WISE & Healthy Aging has been serving the Los Angeles community for more than 30 years. It has two main areas of services for seniors, said Grace Cheng Braun, the president and CEO of WISE & Healthy Aging. First, it provides a federally mandated service to look out for the rights of people living in long-term care facilities that is called the ombudsman program. Second, it offers a range of programs from adult day care to mental health services to volunteering.

The organization serves three main groups, Cheng Braun said. The first group is the care givers of adults 50 years old and up. The second group is what is called the pre- and active-retirees, who are mostly still working, but looking to transition into retirement. The third group, the group WISE & Healthy Aging is most know for helping, is comprised of frail and dependent elderly.

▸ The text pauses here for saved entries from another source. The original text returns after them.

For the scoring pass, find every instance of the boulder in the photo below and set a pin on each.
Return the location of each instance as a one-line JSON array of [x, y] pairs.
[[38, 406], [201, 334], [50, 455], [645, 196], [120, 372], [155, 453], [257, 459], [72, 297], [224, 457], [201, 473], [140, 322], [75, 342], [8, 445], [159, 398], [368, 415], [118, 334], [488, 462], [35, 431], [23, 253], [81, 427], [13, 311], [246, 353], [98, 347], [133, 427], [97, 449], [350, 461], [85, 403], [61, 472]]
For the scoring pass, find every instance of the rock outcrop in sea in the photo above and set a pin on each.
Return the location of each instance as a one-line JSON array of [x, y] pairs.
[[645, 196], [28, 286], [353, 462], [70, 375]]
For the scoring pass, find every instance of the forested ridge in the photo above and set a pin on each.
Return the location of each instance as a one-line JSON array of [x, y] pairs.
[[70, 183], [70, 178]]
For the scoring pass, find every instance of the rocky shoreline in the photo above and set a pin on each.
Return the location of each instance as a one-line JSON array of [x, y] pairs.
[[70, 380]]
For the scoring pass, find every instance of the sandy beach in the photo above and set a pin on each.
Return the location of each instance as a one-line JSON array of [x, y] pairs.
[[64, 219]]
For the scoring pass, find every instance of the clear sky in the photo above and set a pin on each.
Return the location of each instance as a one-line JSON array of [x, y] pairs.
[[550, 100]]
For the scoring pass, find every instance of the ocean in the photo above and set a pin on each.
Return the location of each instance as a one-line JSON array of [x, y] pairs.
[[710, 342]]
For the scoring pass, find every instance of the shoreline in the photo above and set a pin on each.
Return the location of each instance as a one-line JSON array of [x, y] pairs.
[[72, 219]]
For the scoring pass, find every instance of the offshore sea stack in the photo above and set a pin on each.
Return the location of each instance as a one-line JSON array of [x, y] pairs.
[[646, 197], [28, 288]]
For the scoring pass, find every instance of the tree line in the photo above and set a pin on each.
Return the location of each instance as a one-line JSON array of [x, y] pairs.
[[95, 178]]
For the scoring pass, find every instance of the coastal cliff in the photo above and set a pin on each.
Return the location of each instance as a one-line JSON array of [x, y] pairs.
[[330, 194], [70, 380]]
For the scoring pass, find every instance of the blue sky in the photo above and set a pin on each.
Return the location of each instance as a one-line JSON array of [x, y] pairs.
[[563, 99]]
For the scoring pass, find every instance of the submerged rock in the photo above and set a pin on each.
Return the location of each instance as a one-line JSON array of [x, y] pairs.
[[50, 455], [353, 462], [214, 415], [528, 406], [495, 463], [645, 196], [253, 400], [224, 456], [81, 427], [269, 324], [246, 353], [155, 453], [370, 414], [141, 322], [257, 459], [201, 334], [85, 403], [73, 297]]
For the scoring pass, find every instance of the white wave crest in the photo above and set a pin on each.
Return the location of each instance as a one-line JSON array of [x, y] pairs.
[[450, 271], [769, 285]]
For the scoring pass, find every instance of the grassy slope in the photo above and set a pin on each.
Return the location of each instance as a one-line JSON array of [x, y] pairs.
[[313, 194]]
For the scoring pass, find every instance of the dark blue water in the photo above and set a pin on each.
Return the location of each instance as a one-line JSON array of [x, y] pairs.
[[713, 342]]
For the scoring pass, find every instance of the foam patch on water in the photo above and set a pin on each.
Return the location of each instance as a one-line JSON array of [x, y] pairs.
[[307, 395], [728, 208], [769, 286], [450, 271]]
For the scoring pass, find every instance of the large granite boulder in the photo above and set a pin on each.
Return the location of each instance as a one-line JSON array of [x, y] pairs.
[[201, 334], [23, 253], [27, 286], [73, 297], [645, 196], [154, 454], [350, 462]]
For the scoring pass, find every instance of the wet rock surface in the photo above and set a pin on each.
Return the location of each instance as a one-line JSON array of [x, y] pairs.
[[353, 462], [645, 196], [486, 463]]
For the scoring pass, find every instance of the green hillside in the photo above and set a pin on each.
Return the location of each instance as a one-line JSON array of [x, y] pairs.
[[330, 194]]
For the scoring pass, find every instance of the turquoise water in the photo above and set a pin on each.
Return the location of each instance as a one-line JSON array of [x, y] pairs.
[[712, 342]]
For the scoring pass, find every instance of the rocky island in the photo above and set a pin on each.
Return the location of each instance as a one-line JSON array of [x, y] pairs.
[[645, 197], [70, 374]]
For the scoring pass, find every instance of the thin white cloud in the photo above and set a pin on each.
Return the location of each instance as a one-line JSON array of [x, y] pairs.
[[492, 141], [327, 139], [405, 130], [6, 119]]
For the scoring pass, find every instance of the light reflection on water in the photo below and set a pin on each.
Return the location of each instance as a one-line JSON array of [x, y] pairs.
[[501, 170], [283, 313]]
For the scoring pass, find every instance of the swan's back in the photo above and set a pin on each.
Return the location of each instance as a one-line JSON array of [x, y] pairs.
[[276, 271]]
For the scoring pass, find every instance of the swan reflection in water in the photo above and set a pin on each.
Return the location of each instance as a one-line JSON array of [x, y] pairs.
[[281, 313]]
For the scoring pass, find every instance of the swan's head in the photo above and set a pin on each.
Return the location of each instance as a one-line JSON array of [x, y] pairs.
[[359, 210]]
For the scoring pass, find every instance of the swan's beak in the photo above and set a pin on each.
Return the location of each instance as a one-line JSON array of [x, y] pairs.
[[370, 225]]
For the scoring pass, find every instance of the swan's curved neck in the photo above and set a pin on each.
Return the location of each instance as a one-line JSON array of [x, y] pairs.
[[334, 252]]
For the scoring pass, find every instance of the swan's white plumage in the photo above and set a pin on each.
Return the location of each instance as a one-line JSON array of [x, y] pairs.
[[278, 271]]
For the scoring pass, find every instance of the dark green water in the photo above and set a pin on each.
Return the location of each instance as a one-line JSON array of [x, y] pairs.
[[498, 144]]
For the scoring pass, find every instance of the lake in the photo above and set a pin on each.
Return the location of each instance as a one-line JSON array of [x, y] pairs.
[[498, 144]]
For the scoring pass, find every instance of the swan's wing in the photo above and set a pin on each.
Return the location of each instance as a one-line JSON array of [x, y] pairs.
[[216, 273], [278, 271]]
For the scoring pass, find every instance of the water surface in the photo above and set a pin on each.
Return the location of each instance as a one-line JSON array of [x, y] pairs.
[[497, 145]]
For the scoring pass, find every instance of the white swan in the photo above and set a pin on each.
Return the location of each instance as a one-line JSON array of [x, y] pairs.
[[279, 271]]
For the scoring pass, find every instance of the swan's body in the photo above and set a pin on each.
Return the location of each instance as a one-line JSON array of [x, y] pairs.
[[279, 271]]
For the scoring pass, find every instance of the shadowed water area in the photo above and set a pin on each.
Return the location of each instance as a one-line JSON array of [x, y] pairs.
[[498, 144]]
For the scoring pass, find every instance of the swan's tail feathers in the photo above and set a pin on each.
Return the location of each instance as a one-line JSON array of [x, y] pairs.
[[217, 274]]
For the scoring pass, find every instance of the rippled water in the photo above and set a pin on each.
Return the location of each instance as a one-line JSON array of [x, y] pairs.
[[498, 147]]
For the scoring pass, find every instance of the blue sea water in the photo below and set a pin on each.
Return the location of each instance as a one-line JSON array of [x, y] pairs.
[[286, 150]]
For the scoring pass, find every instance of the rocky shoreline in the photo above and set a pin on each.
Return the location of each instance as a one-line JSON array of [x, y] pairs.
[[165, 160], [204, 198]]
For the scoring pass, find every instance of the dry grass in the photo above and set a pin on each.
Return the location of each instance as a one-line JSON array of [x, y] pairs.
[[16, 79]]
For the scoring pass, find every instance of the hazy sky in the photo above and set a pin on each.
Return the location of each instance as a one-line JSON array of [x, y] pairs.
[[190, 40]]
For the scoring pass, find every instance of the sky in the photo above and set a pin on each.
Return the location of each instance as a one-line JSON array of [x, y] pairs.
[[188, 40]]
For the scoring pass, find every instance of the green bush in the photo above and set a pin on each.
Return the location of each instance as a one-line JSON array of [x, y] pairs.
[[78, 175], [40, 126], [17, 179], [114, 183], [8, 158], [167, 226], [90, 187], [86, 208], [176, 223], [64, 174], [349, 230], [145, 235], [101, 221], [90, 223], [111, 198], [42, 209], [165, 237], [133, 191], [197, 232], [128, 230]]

Planning for WISE Connections began in earnest about a year ago, Cheng Braun said. With WISE Connections, the organization will create a virtual community that will provide services such as vetted and discounted vendors, in-home care and transportation to those seniors who would prefer to grow old in the home and community they are currently living in. The program will also provide opportunities for individual and group social events.

“It’s an exciting way for people to look at how then can come together in a way to work together that would benefit each person being able to stay in their homes as long as possible and having a certain quality to their lives, having the ability to have social connections and also access to services,” she said.

WISE Connections will operate as a network for virtual villages around the city, Cheng Braun said. The first group started in Mar Vista independently, but then decided to join with WISE & Healthy Aging. Other communities that have joined WISE Connections are Santa Monica, Pacific Palisades and Westchester, among others.

In preparation for the official launch of WISE Connections in the fall, WISE & Healthy Aging are currently holding open houses across the city, as well as providing an online survey to gauge the needs and desires of the community. The main issue it is looking at is possible pricing of the program, Cheng Braun said. Membership for villages across the country ranges from $500 to $850 for a single person and $750 to $1350 for a household or couple. But the cost of WISE Connections would most likely fall on the cheaper side of those ranges, so more people would be able to join, she said.

One aspect of WISE Connections that would be different from villages across the country is the possibility of subsidies for low income seniors wishing to join, said Davidson.

“It’s ultimately the decision of the City Council,” Davidson said. “But if it happened it would be groundbreaking because 100 other villages across the country haven’t been able to offer subsidies. The village model has really only worked for seniors who have cash.”

Though the program is still evolving and will continue to evolve even after it officially launches in the fall, Davidson said it has received an overwhelmingly positive reception so far. She attended an open house Sunday and said the people present were excited and realized how the village could make their lives easier.

“As a baby boomer myself,” she said, “I’m really looking forward to it.”